The coastal road project is top priority of the government and all efforts have been made to put it on fast track, Chief Minister Devendra Fadnavis announced in the state legislative council on Wednesday.
Expressing concern over the inordinate delay in the project, he said public interest litigations related to mega-infrastructure projects often lead to complications delaying work and escalating costs.
Four years ago the government had set 2019 deadline for the Rs 12,500 crore project along the scenic Mumbai coast. However, the cost has been revised to Rs 15,000 crore. The new deadline is 2023.
“I feel we should make a policy decision to ensure PILs in projects above Rs 100 crore which relate to public welfare should be decided in a time-bound manner in the court. This would help both in execution of the project within the timeline and also checking cost escalation,” he said. Fadnavis was responding to Congress-NCP members’ questions on the delay in the coastal road project.
While outlining the entire process from its conception to permissions sought from multiple departments such as the ministry of environment and ministry of urban development, Fadnavis said, “We are trying hard to expedite the project. The completion of the project will bring huge relief to Mumbaikars who travel between Nariman Point and Kandivali suburbs.”
“In record time our government got all permissions from the Centre for starting the project. But PILs landed the project in court delaying work.
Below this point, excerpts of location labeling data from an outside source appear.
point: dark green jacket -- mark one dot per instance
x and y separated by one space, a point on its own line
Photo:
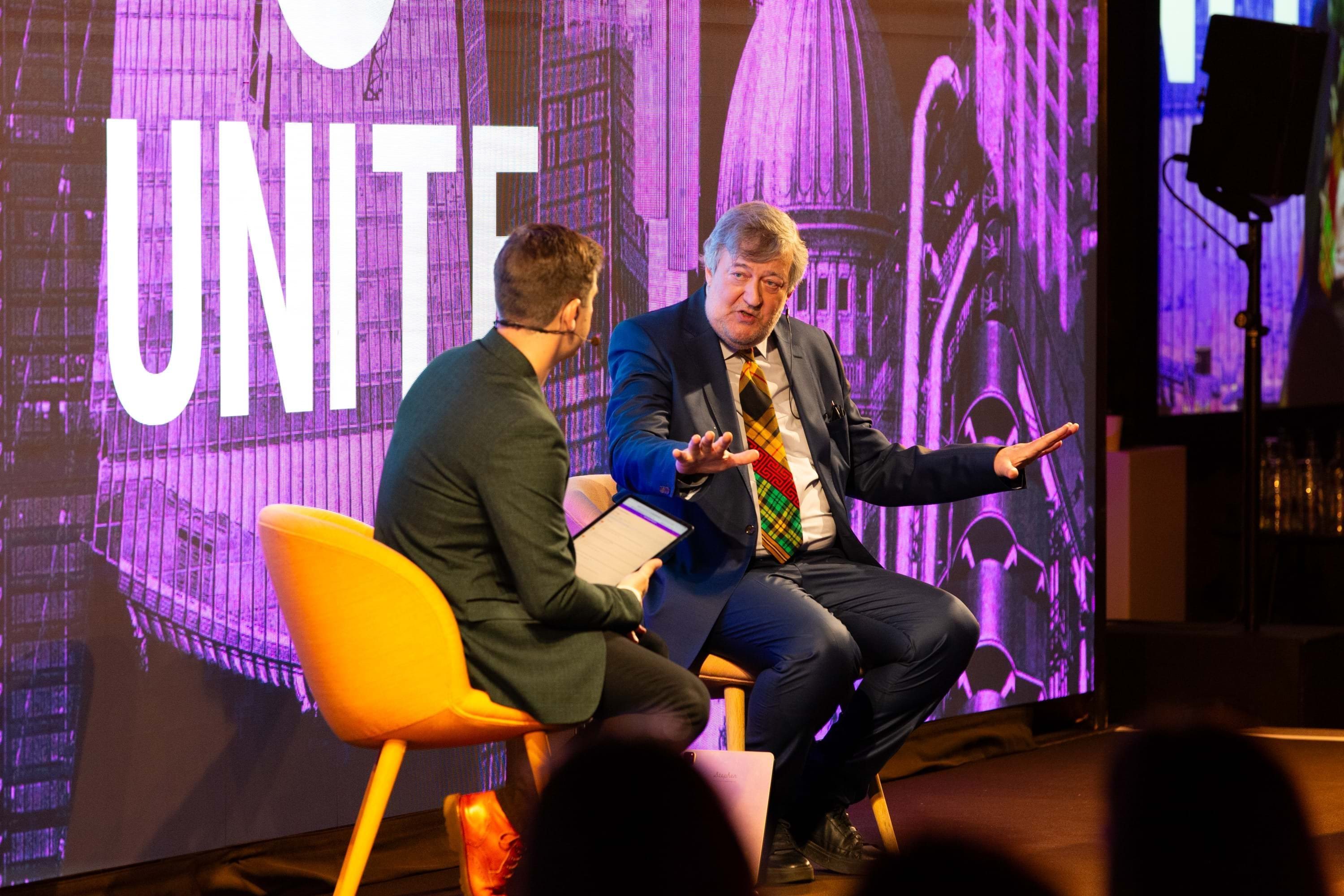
472 493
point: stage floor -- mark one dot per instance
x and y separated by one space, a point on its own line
1047 808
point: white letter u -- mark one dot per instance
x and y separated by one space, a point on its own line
152 398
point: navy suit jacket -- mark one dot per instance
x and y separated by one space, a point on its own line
668 383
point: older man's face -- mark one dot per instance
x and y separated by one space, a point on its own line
744 299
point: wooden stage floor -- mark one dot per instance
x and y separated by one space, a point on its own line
1047 808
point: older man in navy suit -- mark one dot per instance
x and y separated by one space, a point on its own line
773 577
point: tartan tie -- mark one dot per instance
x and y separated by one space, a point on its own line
777 495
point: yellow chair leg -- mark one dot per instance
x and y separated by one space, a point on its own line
878 800
736 716
370 817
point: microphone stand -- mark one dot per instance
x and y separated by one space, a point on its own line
1254 214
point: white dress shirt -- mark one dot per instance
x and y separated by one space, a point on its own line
819 527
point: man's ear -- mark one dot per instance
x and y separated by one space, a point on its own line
570 315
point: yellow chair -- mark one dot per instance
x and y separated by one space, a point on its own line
589 496
382 656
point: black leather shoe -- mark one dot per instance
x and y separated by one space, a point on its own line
785 866
838 847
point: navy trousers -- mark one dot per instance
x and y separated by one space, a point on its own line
811 625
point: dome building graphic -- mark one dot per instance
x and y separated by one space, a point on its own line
948 252
814 128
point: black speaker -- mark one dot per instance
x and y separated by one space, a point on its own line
1260 108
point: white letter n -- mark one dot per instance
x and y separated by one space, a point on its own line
242 222
152 398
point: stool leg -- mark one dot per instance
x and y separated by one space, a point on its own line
370 817
538 745
878 800
736 716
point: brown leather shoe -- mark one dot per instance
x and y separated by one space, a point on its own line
486 843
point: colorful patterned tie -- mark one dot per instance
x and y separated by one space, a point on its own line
781 521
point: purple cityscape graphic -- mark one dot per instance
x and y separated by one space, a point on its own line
953 260
1202 284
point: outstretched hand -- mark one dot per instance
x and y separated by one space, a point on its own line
705 454
1010 460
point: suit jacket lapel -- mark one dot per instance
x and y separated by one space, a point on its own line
807 394
706 357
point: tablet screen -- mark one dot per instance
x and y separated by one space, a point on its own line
623 539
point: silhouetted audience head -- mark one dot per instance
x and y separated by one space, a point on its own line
943 866
631 818
1206 810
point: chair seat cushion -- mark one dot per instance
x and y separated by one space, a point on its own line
476 719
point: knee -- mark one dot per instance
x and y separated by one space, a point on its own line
834 655
963 629
690 708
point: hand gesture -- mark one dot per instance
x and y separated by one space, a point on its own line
1018 456
705 454
640 578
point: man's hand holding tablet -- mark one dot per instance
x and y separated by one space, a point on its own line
629 536
639 582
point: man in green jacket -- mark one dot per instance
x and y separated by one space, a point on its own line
472 493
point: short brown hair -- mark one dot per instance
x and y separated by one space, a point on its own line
539 269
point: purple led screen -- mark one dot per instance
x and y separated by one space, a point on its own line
353 189
1202 285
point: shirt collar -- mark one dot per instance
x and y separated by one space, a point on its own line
508 354
760 350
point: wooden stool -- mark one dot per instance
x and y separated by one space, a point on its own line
732 681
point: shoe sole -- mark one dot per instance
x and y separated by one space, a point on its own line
453 821
773 878
836 864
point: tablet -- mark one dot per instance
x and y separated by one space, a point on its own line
625 538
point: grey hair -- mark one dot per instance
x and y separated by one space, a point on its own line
758 233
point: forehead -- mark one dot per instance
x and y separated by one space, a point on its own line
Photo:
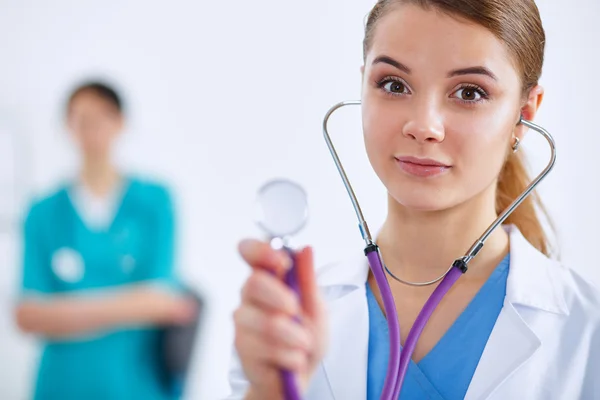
428 38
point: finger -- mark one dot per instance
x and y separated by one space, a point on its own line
254 349
266 291
261 255
310 295
276 328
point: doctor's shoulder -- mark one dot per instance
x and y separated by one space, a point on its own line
150 195
45 207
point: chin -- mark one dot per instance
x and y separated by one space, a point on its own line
426 199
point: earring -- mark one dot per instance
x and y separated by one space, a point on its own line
516 145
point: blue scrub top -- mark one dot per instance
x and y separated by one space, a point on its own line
446 371
61 255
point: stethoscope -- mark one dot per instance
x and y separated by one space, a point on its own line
284 211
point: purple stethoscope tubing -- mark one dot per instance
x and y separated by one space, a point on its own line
399 359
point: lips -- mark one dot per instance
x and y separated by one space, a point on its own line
421 167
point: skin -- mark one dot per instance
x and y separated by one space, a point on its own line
446 106
95 124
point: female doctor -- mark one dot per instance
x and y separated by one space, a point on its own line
444 84
98 269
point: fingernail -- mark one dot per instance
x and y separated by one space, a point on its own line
285 261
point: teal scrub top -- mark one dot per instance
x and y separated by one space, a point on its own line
445 373
61 255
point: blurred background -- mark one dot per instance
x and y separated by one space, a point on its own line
225 95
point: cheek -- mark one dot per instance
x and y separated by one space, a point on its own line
480 142
382 127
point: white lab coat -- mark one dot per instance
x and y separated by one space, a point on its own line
545 344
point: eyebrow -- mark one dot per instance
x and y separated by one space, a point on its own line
478 70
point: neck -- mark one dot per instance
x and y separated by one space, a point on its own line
420 246
99 176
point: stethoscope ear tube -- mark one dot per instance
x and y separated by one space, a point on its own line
399 360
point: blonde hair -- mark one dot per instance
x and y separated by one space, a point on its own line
517 23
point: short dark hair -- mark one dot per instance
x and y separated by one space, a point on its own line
102 90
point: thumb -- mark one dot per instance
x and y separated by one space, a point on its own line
308 283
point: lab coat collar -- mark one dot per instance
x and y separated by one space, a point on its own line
533 281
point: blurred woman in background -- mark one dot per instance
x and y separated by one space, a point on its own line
98 275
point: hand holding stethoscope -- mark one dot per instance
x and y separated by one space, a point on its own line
275 350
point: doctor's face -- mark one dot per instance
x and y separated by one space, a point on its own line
441 100
95 123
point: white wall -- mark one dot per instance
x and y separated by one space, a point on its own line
226 94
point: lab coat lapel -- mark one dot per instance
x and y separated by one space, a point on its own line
509 346
512 342
345 363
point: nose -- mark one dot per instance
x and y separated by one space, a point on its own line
425 123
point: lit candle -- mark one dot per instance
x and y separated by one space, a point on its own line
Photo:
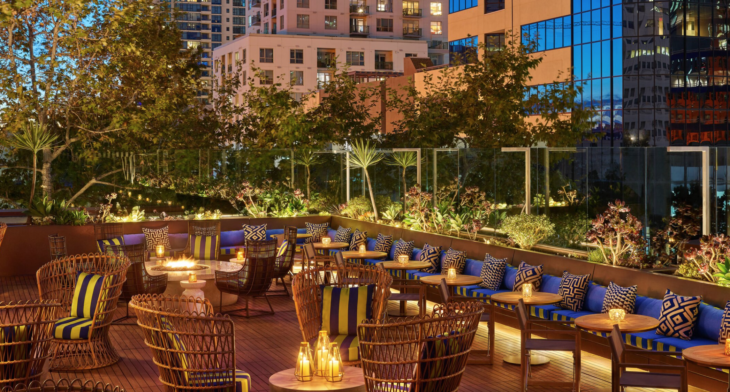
527 290
160 250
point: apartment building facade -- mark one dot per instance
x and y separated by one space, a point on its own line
656 71
306 62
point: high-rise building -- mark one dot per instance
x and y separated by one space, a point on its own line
656 71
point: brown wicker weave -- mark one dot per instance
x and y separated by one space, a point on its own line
22 359
205 341
57 280
64 385
307 293
138 280
284 263
254 279
425 354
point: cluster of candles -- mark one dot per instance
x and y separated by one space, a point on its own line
326 361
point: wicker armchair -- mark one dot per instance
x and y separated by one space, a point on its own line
26 331
193 350
307 293
57 280
138 280
284 262
419 354
64 385
202 228
254 279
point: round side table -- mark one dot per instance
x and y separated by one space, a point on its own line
284 381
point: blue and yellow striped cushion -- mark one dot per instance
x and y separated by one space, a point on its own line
72 328
204 247
87 292
101 244
344 308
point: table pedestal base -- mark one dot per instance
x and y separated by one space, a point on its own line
534 359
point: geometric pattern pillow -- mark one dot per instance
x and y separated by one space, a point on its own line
528 274
383 243
453 259
358 238
154 237
725 324
430 254
317 230
492 272
343 235
254 233
573 289
679 316
618 297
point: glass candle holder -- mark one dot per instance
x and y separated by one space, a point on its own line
321 353
334 372
616 315
527 289
304 370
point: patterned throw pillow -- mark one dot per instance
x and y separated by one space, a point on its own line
383 243
154 237
725 324
358 238
343 235
618 297
573 289
528 274
430 254
254 233
679 315
453 259
317 230
492 272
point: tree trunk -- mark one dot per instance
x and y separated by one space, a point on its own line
372 197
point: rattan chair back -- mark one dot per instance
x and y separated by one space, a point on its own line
307 292
193 350
63 385
419 354
26 331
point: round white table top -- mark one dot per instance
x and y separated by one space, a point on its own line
208 273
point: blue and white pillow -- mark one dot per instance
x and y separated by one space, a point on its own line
492 272
528 274
618 297
453 259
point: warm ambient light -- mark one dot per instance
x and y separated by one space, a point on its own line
303 370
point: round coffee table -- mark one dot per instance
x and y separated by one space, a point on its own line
600 322
285 381
398 266
711 355
538 298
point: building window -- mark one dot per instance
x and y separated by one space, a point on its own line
297 78
266 55
296 56
330 23
267 77
303 21
385 25
355 58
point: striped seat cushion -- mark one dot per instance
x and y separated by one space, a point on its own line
87 292
72 328
344 308
204 247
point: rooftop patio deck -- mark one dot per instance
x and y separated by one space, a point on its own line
267 344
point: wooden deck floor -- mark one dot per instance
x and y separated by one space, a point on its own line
267 344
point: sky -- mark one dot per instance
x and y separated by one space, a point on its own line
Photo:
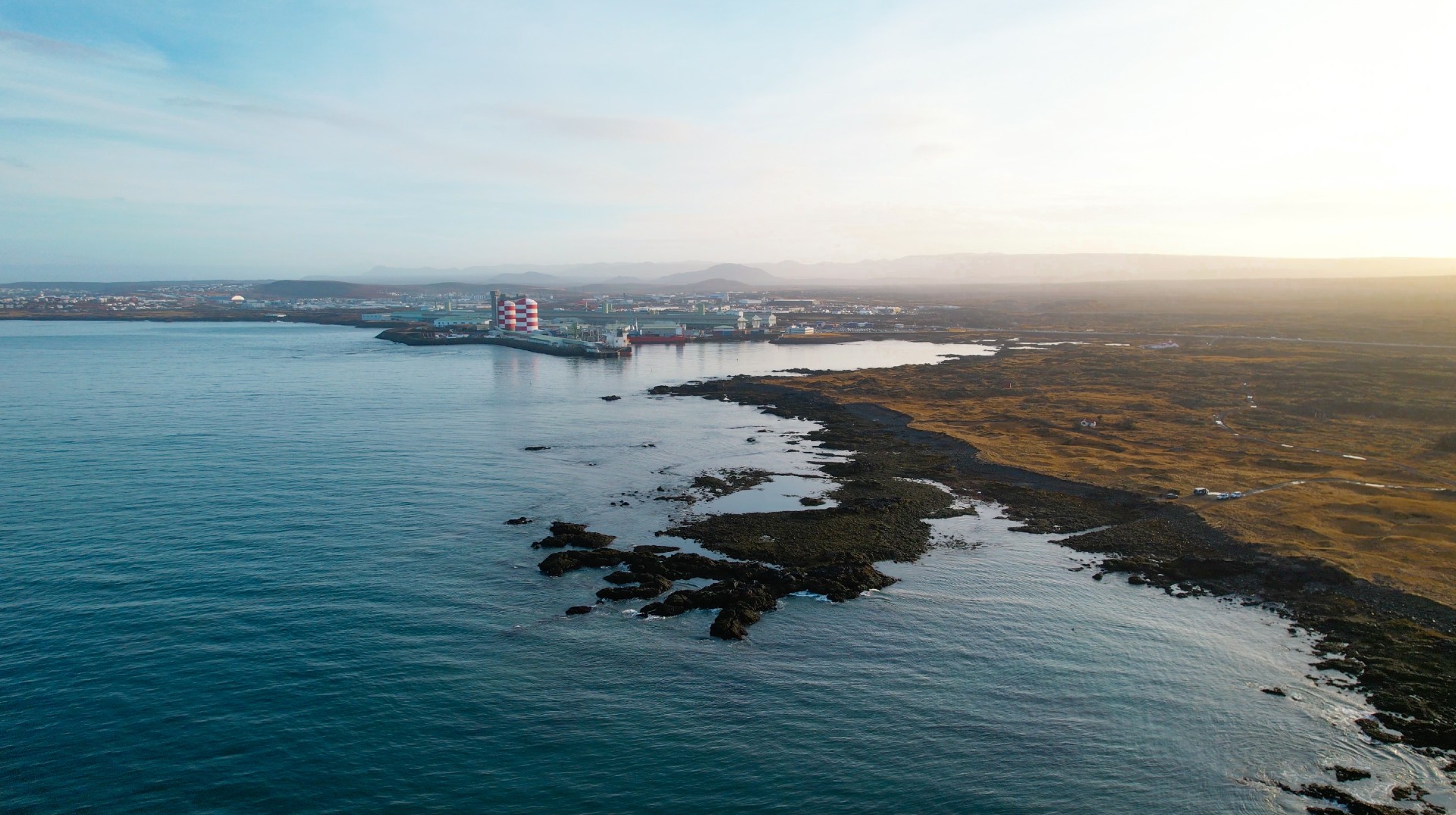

Any project which gets legally entangled leads to cost escalation,” he said.
In case of underground Metro work, “Some people filed PILs in the High Court. In one PIL the petitioners demanded work should not be done in the morning. In the second PIL, petitioners prayed that the work should not be allowed at night. Now, it is a trying time for courts when such matters come up,” he said.
“Unfortunately, because of work delay of nine to ten months, the project cost went up by Rs 1,000 crore. In case of coastal road, the government is fully committed to protect the rights and livelihood of fishermen. Similar issues cropped up during the construction of the Bandra-Worli Sealink,” he said.
Responding to Opposition’s questions related to development of koliwadas, he said, “We have to reckon that this is the first time the government has taken the initiative to bring koliwadas, gaothans and tribal areas within the Mumbai development plan. We have completed the process of demarcating areas for 12 koliwadas. The revenue department has been entrusted with the task.”
Koliwadas are old fishermen colonies dotting the island city and suburbs. Officials believe there are 40 koliwadas. Earlier, these were omitted from the development plan.